Im umgekehrten Fall können bei großer Hitze die Gliedmaßen (Arme, Beine) durch ihre große Oberfläche den gesamten Körper abkühlen, um ihn vor Überhitzung zu schützen. Hierbei werden die Blutgefäße erweitert und stärker durchblutet. Durch die Blutzirkulation kühlt es auch andere Bereiche im Körperinnern ab. 
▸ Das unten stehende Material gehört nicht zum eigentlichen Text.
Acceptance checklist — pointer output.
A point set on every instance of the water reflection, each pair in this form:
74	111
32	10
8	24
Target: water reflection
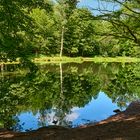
65	94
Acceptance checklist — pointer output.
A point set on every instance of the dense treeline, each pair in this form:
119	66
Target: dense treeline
45	27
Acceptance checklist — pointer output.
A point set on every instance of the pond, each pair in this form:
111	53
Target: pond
68	94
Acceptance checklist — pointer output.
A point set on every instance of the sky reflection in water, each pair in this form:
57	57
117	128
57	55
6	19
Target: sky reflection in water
96	110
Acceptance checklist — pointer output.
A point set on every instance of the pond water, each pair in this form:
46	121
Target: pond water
68	94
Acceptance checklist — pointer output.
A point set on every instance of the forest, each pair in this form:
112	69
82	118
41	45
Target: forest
51	28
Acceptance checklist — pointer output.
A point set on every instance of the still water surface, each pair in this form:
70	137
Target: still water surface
65	94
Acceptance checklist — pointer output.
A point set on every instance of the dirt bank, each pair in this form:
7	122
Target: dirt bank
122	126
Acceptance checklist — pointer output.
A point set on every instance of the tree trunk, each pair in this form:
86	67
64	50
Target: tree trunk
62	41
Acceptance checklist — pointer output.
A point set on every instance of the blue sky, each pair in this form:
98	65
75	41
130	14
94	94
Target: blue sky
96	4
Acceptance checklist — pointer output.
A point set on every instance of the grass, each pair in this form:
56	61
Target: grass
64	59
85	59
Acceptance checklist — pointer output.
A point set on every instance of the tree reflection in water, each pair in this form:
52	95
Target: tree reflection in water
53	90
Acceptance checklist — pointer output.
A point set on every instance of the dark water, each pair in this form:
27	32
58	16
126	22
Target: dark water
65	94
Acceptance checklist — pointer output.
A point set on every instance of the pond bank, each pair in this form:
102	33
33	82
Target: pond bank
64	59
122	126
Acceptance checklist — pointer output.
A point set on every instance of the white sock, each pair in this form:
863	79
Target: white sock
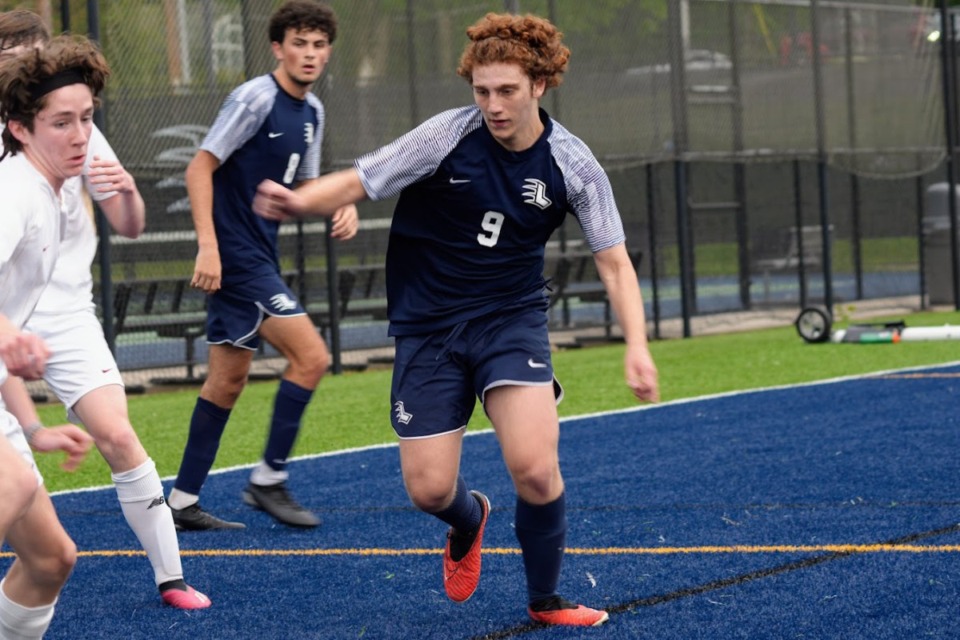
23	623
141	499
264	476
181	499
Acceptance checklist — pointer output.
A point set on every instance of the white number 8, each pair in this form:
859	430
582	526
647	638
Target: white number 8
492	223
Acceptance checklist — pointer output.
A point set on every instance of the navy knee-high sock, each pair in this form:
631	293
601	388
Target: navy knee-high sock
542	533
206	428
288	408
464	513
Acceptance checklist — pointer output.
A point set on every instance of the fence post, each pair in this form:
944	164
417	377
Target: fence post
947	52
103	227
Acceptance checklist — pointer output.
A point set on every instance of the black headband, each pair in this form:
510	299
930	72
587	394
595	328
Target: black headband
58	80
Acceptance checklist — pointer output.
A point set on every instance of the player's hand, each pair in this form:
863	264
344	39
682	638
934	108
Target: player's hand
276	202
24	354
345	222
641	373
110	176
69	438
206	272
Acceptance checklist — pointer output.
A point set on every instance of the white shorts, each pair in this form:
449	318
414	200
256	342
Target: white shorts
80	359
14	434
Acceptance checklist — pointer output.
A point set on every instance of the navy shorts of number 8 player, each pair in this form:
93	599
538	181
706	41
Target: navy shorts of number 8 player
466	289
282	145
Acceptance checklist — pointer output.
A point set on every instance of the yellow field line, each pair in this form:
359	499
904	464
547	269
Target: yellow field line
597	551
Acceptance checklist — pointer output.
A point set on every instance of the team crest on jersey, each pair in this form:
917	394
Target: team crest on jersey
283	302
402	416
535	193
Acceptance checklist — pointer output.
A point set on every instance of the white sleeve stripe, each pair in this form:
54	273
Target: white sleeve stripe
242	113
416	154
588	190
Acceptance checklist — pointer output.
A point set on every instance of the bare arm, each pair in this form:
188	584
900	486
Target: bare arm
620	280
19	402
199	177
69	438
125	210
321	197
23	354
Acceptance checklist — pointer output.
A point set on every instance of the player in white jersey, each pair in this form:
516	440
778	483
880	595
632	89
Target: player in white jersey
481	189
47	99
81	370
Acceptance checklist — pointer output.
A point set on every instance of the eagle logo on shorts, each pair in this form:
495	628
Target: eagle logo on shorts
402	416
283	302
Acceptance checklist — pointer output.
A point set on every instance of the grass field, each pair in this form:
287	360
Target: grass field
351	410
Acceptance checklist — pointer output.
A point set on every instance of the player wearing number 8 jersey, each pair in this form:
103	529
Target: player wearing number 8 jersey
481	189
271	127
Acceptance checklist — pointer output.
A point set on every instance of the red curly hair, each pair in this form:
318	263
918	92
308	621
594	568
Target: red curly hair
529	41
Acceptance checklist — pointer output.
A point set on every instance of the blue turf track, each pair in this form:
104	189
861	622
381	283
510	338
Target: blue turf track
735	516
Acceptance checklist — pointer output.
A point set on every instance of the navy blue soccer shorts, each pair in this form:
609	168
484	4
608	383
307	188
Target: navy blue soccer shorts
438	377
234	313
Neuronales Belohnungssystem

Glitschiger bzw. verschneiter Untergrund birgt zudem den Vorteil, im feinfühligen Eiertanz effektiv die Körperbalance zu üben und damit an seinen Fahrtechnik-Skills zu feilen. Am spaßigsten gelingt dies mit low-pressure "Plus- oder Fatbike-Bereifung". Wem der Rollwiderstand auf nassem Untergrund bzw. derben Anstiegen zu heftig ist kann auf den Newcomer-Trend agiler e-Trailbikes aufsteigen. Ob strom- oder muskelbetrieben: Hauptsache Spaß macht's.

 

 

 

Winter-Ausritte heben die Laune, fördern die Fitness und stärken das Immunsystem. Die Frischluft bläst sprichwörtlich den Kopf frei und hält den Organismus in Schwung. Kehrt man von einer (fangobeschichteten) Biketour zurück, und genießt unter der Dusche glückbeseelt den heißen Wasserstrahl auf den kalten Muskeln, springt unvermittelt das neuronale Belohnungssystem an und löst ein unbeschreibliches Zufriedenheitsgefühl aus. Gelinde gesagt fühlt man sich wie neu geboren. Der Suchtbazillus lässt grüßen, denn der Mensch kehrt schließlich dorthin am liebsten zurück, wo er am wirkungsvollsten seinen Stimulus bekommt. 

 Winterzeit ist Erkältungszeit. Wer angeschlagen ist (z.B. grippaler Infekt) und sich nicht hundert Prozent fit fühlt, sollte auf körperliche Belastung verzichten, um das Immunsystem nicht zusätzlich zu schwächen. Vorsicht bei Glatteis und Sturm (Windbruch) -  Wälder sicherheitshalber meiden.